De manière générale, l’étude de l’Ires constate que les syndicats qui utilisaient déjà les moyens de communication numériques avant l’épidémie ont depuis renforcé leurs outils et parviennent à entretenir a minima leurs relations avec les salariés. Le télétravail soulève aussi la question des réunions des syndicats et des CSE à distance et les oblige à s’adapter sans être totalement satisfaits. Pour enquêter sur ces sujets, l’Ires a réalisé trois monographies d’entreprises à partir d’entretiens avec les élus de CSE et les militants syndicaux.
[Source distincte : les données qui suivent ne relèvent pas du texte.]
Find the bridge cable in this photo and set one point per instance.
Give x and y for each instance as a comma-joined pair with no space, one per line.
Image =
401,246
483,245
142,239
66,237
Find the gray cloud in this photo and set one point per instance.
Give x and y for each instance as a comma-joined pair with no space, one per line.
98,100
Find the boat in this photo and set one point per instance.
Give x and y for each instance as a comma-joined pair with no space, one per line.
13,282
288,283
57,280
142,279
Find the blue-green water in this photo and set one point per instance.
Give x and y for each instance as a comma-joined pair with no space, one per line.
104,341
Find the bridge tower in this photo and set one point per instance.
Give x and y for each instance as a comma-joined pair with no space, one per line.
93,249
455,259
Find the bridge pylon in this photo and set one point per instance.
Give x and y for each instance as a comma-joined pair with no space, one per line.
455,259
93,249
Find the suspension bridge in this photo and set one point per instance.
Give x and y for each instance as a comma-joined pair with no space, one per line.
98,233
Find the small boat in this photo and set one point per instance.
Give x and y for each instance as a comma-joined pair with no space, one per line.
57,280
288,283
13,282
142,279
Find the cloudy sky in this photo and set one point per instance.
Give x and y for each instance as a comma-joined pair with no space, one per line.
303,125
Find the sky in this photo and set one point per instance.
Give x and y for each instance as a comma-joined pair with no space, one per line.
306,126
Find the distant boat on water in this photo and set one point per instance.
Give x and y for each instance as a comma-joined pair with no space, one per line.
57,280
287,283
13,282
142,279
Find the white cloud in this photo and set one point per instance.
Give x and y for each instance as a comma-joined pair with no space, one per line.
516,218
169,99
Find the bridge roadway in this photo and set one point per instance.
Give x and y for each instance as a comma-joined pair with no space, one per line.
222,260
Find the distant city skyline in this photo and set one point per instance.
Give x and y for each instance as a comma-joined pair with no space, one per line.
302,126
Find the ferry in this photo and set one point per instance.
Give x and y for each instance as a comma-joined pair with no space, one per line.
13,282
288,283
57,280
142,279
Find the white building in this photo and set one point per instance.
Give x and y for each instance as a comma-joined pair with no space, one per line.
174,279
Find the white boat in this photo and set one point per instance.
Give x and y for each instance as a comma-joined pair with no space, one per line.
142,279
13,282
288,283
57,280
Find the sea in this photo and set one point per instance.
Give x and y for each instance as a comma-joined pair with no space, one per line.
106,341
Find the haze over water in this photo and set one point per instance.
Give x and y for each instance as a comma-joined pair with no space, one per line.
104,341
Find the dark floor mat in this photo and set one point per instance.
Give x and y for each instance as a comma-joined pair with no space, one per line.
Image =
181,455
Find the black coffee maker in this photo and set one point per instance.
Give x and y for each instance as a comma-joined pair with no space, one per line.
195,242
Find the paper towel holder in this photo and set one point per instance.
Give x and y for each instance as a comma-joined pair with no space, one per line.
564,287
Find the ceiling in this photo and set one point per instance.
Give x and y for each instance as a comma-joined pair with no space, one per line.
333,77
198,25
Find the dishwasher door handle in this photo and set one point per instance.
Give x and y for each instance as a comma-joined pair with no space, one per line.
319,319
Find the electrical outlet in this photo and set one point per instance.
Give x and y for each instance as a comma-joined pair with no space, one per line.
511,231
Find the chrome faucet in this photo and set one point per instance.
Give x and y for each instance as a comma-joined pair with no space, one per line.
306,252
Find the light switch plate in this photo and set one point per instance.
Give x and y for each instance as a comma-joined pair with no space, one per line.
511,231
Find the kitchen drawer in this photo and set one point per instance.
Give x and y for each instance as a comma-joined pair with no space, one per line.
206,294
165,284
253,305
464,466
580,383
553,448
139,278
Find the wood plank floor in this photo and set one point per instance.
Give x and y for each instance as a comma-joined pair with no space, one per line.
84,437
Communication syndicale en télétravail : le numérique devenu indispensable

L’expansion du télétravail a mécaniquement distendu les relations entre les salariés et leurs représentants. Combiné au « flex office » (l’absence d’attribution de place fixe aux salariés dans les « open spaces »), il est devenu très compliqué pour les élus non seulement de rencontrer physiquement les salariés mais aussi de tout simplement savoir où ils peuvent se trouver dans les locaux de l’entreprise. L’Ires constate que l’accord signé avec l’employeur détermine l’aptitude des représentants à communiquer avec les salariés.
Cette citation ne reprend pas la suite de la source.